There has been a sense of mean reversion in FX markets so far this year as some of last year’s winners have become losers. Namely NZD, CHF, JPY and AUD have all lost ground whilst EUR and GBP have gained ground. The odd one out is the SEK which has strengthened over 2010 and in 2011 versus USD. I expect this pattern to change and the likely winners over the next 3- months are NZD, AUD and CAD, with CHF and JPY the likely losers.
EUR held up reasonably well in the wake of slightly disappointing growth data, with eurozone GDP rising less than expected in Q4, and a smaller than expected gain in the February German ZEW investor confidence survey (economic sentiment component). My sense is that the net long EUR speculative position has already been pared back somewhat over recent days reducing the potential selling pressure on the currency in the near term.

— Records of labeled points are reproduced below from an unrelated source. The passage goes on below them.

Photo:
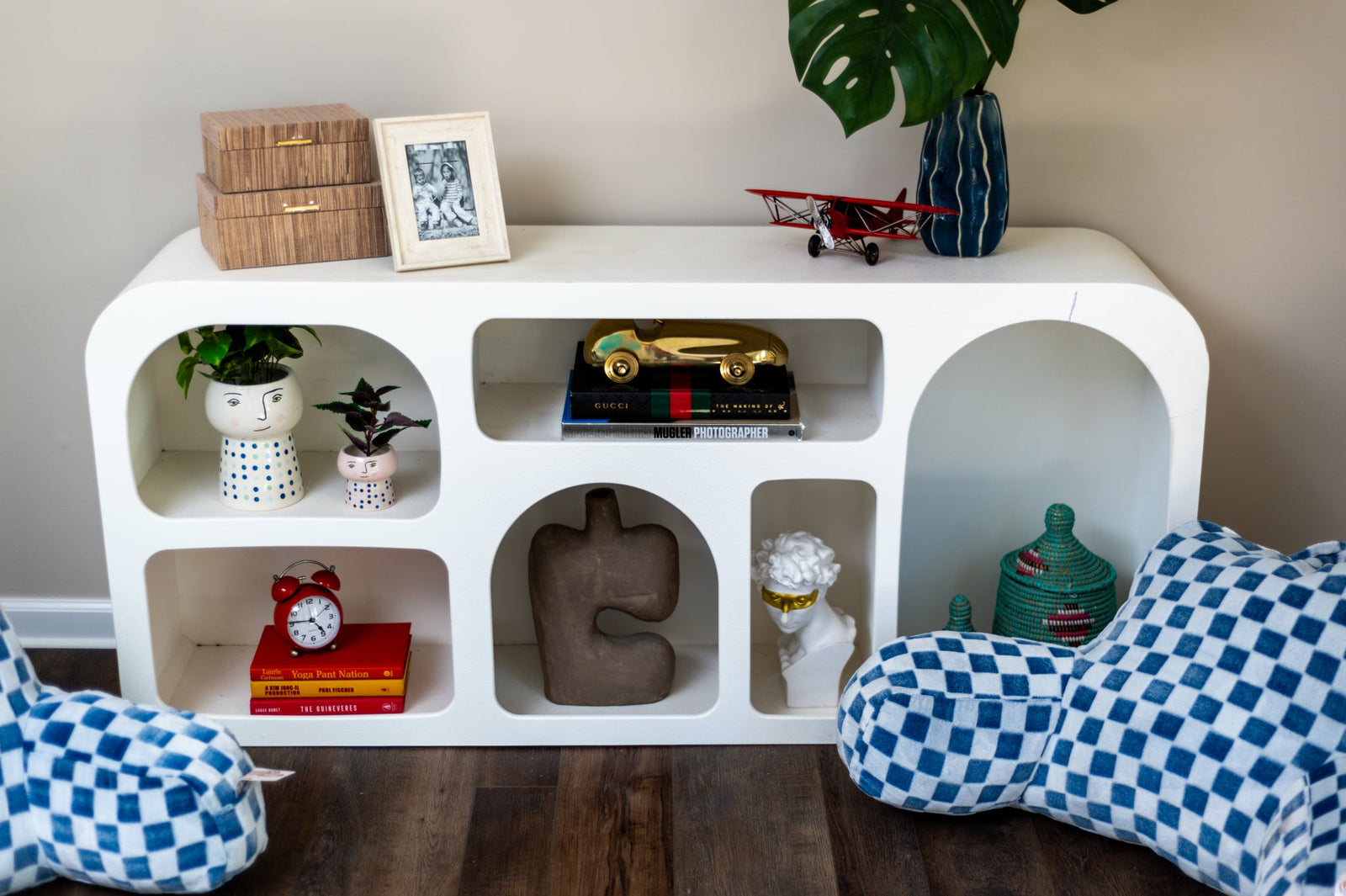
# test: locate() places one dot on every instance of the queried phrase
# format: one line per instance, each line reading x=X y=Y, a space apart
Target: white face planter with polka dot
x=369 y=478
x=259 y=463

Given that EUR/USD is one of the only major currency pairs being influenced by interest rate differentials, its direction will hinge more on policy expectations but in the near the announcement by the German Finance Minister this morning of a restructuring plan for WestLB may give the currency some support.
Perhaps one explanation for the stability of EUR/USD around the 1.3500 level is that US data was also disappointing yesterday. January retail sales rose less than forecast whilst revisions to back months suggest less momentum in Q4 consumer spending than previously envisaged. As with the eurozone data weather likely played a role in contributing to the outcome.
The net impact on currencies is that they are largely stuck within tight ranges. Further direction will come from the release of the Fed FOMC minutes for the January 26th meeting. The minutes may undermine the USD if a likely dovish slant continues to be expressed but given that the FOMC decision at that meeting to hold policy setting unchanged had no dissenters this should not come as a surprise.
Whilst the battle between the USD and EUR ended in a stalemate GBP outperformed in the wake of the increase in UK January CPI inflation and in particular the letter from the BoE governor to the Chancellor keeping open the door to a rate hike. The Quarterly Inflation Report (QIR) today will be particularly important to determine whether the bounce in GBP is justified.
I remain hesitant to build on long GBP positions given the net long speculative overhang in the currency. The risks following yesterday’s jump in GBP are asymmetric, with a hawkish QIR likely to have less impact on the currency than the negative impact from a more dovish than expected report.